Who Keeps Track Of Stuff Sent Into Space?

There are Legos, diamonds and tweets floating around the universe.

In this unusual image, NASA's Hubble Space Telescope captures a rare view of the celestial equivalent of a geode -- a gas cavity carved by the stellar wind and intense ultraviolet radiation from a hot young star (Photo by NASA/WireImage)
In this unusual image, NASA's Hubble Space Telescope captures a rare view of the celestial equivalent of a geode -- a gas cavity carved by the stellar wind and intense ultraviolet radiation from a hot young star (Photo by NASA/WireImage)

What do gold-covered records, Lego figures, War of the Worlds, Stephen Colbert’s DNA, and diamonds have in common? Answer: they’ve all been blasted (either physically or digitally) into space. But who keeps track of this weird space junk once it leaves Earth?

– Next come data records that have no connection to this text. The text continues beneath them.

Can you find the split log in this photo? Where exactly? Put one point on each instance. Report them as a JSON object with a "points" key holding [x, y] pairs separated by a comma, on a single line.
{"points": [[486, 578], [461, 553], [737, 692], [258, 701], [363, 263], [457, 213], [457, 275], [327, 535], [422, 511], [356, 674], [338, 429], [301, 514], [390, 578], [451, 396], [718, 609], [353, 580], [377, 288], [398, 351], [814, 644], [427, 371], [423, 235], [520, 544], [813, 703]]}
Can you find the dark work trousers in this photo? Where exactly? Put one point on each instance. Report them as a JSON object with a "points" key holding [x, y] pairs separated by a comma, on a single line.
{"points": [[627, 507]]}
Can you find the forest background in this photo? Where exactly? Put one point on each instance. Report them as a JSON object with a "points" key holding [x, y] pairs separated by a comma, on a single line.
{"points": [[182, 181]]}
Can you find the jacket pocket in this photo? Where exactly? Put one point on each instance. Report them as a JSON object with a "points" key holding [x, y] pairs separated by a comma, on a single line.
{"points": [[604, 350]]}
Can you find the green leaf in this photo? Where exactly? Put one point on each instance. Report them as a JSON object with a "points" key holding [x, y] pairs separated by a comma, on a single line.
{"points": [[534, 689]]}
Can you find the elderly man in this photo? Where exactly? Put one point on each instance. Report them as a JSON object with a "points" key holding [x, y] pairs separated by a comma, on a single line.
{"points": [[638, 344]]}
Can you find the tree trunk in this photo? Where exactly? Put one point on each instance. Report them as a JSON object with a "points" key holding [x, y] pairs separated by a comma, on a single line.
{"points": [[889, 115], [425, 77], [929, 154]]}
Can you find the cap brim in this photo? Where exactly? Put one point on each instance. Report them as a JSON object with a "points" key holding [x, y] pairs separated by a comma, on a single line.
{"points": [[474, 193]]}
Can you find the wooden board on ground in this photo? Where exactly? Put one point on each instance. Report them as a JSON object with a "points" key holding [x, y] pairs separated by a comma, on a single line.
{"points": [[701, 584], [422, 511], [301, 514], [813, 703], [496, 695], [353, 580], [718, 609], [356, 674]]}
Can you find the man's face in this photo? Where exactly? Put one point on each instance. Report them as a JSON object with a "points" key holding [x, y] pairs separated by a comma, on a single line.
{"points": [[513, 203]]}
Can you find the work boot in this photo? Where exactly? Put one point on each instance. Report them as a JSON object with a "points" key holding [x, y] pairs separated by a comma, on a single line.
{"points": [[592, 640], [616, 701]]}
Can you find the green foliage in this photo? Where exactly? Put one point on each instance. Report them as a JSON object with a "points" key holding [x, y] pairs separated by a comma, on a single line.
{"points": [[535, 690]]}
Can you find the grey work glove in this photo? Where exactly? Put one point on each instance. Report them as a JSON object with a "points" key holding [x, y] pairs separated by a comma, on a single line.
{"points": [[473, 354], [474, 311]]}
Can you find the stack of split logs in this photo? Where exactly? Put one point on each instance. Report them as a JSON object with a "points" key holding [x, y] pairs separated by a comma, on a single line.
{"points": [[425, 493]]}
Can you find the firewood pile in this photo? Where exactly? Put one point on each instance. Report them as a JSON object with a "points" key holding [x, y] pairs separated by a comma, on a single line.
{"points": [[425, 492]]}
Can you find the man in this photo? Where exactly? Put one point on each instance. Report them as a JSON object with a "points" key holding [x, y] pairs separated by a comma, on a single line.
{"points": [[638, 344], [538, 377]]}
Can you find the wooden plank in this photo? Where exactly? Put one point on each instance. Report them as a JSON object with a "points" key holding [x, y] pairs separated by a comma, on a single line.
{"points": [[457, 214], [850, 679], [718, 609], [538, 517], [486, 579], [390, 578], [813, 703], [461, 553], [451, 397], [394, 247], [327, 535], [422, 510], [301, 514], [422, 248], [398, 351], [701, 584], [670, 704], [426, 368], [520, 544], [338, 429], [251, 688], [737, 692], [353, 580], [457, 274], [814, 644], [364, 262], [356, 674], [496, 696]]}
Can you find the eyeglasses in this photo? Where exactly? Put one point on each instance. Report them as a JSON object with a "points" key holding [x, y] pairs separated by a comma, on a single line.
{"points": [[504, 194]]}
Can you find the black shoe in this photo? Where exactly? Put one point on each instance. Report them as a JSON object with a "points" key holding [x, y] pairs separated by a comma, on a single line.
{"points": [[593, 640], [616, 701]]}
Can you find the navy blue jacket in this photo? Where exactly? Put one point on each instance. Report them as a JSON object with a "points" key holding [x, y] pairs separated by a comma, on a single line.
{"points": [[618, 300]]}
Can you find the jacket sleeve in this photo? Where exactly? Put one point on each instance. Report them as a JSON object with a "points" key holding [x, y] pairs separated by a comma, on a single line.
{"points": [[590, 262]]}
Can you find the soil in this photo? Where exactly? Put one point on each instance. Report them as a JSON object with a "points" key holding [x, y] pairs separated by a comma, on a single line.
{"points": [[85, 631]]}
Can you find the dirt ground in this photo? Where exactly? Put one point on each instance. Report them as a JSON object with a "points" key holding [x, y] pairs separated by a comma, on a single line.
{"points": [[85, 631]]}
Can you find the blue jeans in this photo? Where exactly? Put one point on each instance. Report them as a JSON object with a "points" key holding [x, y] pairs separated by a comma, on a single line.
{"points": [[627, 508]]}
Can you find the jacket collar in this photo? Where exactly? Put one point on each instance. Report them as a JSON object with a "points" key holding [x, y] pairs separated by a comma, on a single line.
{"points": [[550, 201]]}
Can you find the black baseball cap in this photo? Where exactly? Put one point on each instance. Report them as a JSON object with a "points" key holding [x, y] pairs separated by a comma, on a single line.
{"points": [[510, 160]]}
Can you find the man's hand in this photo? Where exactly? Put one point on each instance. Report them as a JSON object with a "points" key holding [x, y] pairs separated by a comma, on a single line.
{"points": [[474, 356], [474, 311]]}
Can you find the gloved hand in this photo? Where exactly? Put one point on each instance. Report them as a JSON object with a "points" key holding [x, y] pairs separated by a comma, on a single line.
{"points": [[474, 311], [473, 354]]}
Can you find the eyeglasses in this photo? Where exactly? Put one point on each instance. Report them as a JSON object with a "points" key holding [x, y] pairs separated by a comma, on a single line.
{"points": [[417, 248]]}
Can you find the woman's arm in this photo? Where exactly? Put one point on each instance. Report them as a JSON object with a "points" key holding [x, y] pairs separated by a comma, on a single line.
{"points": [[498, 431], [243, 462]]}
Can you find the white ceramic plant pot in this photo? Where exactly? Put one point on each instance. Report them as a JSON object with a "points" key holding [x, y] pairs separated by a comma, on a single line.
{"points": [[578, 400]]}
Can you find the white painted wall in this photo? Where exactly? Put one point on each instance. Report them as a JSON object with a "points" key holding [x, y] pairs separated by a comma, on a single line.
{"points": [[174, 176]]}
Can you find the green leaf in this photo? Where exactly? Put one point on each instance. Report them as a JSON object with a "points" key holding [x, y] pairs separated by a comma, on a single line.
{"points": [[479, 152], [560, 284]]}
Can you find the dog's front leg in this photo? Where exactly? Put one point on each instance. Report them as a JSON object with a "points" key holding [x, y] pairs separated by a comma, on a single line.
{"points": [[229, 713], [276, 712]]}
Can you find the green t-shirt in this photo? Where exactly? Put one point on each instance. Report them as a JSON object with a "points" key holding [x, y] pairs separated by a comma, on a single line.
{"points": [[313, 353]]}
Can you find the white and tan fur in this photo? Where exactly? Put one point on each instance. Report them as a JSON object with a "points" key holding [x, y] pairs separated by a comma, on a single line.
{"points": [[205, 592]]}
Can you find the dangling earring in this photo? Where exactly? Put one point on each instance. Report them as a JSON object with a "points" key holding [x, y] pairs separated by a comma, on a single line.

Meet Paul Quast, director of the Beyond the Earth Foundation. Quast’s goal is to inventory everything humans have sent, with the exception of scientific instruments, into space. Anything that appears on the list must have been in space for a “moderate to extended period of time,” reports Atlas Obscura.

Other items on Quast’s space junk list include: tweets, text messages, DVDs and CD-ROMs, poetry, a six-minute snippet of a Stephen Hawking speech, cartoons of aliens, nude animated figures, a Doritos advertisement, and a version of ‘Across the Universe’ with a special message from Paul McCartney.

“It’s reflective of how we judge ourselves and our perceived position throughout the universe,” Quast tells Atlas Obscura. “It’s quite inward reflecting… at the very least, we should know what we’ve sent out.”